The scale of last year's tragedy means that the country continues to live with a high record of deaths from respiratory causes since this information began to be collected. A study conducted with open data from InfoGripe/Fiocruz shows that between 2009 and 2019, Brazil recorded 22 122 deaths from Severe Acute Respiratory Syndrome, an average of just over 2000 deaths per year. Currently, the country records an average of 2000 deaths from a single cause every ten days.  

These reports are evidence that even with the advance in vaccination, the coronavirus is still far more lethal than the influenza-causing viruses, which have been circulating the world for longer. However, this lethality is concentrated in specific groups: the elderly, the immunocompromised, children under one year of age, and those who, for whatever reason, we're not vaccinated. Thus, they become "invisible" deaths.

Isaac Schrarstzhaupt, a data scientist and coordinator of the Covid-19 Analysis Network, said that this situation collaborates with the increase in virus transmission. "We realize that we have a much more lethal disease than H1N1 and that, as it is transmitted smoothly, it is developing variants that are able to infect people faster and faster," he explains.

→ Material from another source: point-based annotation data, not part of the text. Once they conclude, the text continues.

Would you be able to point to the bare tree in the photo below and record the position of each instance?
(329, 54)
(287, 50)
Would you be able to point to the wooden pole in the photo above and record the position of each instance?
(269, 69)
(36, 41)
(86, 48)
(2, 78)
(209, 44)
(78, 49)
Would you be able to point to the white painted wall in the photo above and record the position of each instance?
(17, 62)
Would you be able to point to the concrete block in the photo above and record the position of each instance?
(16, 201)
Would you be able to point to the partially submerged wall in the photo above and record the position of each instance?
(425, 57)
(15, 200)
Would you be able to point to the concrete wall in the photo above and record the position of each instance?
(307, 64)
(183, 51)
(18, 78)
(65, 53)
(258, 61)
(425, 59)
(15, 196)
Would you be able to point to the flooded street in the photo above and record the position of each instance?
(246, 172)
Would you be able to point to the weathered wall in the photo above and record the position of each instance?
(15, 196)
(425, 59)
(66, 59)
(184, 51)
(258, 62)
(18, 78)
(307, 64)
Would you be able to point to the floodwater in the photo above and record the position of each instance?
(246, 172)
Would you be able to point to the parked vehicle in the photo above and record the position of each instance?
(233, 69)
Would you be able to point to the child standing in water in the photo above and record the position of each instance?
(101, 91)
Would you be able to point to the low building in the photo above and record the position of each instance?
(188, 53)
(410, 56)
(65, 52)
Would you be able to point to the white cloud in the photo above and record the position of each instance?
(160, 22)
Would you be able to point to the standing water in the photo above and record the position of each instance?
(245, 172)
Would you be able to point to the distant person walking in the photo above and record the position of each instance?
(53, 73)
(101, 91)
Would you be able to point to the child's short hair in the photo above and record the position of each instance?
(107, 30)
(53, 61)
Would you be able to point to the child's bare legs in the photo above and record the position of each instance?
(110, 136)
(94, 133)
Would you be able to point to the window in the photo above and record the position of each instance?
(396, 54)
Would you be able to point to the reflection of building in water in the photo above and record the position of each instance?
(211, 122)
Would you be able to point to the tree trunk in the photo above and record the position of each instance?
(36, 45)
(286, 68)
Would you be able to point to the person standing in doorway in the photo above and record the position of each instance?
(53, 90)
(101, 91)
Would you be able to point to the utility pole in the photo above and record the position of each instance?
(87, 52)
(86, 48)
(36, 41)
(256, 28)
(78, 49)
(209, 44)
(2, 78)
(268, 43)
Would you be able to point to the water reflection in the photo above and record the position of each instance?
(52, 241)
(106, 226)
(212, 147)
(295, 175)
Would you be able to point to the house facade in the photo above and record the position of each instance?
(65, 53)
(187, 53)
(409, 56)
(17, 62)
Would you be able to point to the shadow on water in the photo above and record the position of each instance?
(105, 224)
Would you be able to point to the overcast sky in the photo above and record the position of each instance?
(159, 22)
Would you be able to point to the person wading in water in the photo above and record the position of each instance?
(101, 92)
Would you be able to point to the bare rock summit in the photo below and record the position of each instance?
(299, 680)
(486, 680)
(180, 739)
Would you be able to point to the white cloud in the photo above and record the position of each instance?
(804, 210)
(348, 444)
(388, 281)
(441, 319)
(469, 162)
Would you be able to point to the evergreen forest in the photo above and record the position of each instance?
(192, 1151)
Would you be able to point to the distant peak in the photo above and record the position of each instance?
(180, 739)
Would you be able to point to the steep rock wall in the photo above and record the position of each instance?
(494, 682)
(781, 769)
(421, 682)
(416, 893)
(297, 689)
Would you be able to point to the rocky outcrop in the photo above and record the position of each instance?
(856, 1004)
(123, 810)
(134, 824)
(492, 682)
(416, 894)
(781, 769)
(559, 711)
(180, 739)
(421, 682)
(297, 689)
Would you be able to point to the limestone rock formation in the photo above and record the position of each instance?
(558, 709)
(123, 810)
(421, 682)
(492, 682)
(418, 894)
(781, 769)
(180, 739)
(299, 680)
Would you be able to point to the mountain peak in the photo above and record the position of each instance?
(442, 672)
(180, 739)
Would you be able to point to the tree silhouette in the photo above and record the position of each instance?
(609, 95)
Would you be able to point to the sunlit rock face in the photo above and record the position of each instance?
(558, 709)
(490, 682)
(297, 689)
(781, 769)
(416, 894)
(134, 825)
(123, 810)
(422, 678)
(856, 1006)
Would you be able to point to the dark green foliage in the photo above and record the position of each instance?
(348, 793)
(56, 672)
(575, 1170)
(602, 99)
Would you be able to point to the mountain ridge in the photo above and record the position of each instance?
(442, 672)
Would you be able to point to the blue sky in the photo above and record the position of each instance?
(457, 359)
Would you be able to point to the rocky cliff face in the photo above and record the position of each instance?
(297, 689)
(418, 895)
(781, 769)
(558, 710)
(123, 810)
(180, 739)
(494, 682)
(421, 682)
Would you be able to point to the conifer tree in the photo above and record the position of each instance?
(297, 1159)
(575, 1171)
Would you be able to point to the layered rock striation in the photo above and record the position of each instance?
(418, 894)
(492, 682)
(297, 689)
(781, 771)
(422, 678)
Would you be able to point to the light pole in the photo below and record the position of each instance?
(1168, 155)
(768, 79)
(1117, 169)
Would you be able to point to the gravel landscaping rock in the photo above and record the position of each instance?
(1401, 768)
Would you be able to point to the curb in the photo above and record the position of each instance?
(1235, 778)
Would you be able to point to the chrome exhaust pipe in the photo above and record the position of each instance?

"Now we have populations suffering less and others suffering more with the smaller waves we have been observing," says Anderson F. Brito, virologist and research scientist at the Instituto Todos pela Saúde (ITPS) and member of the United Nations Halo Team.

"If we look only at the number of cases, they are as high as the 2021 waves. However, they don't generate as much impact for younger people, who become a bit more careless because they know they probably won't have serious cases. Still, they forget that they are connected to other people."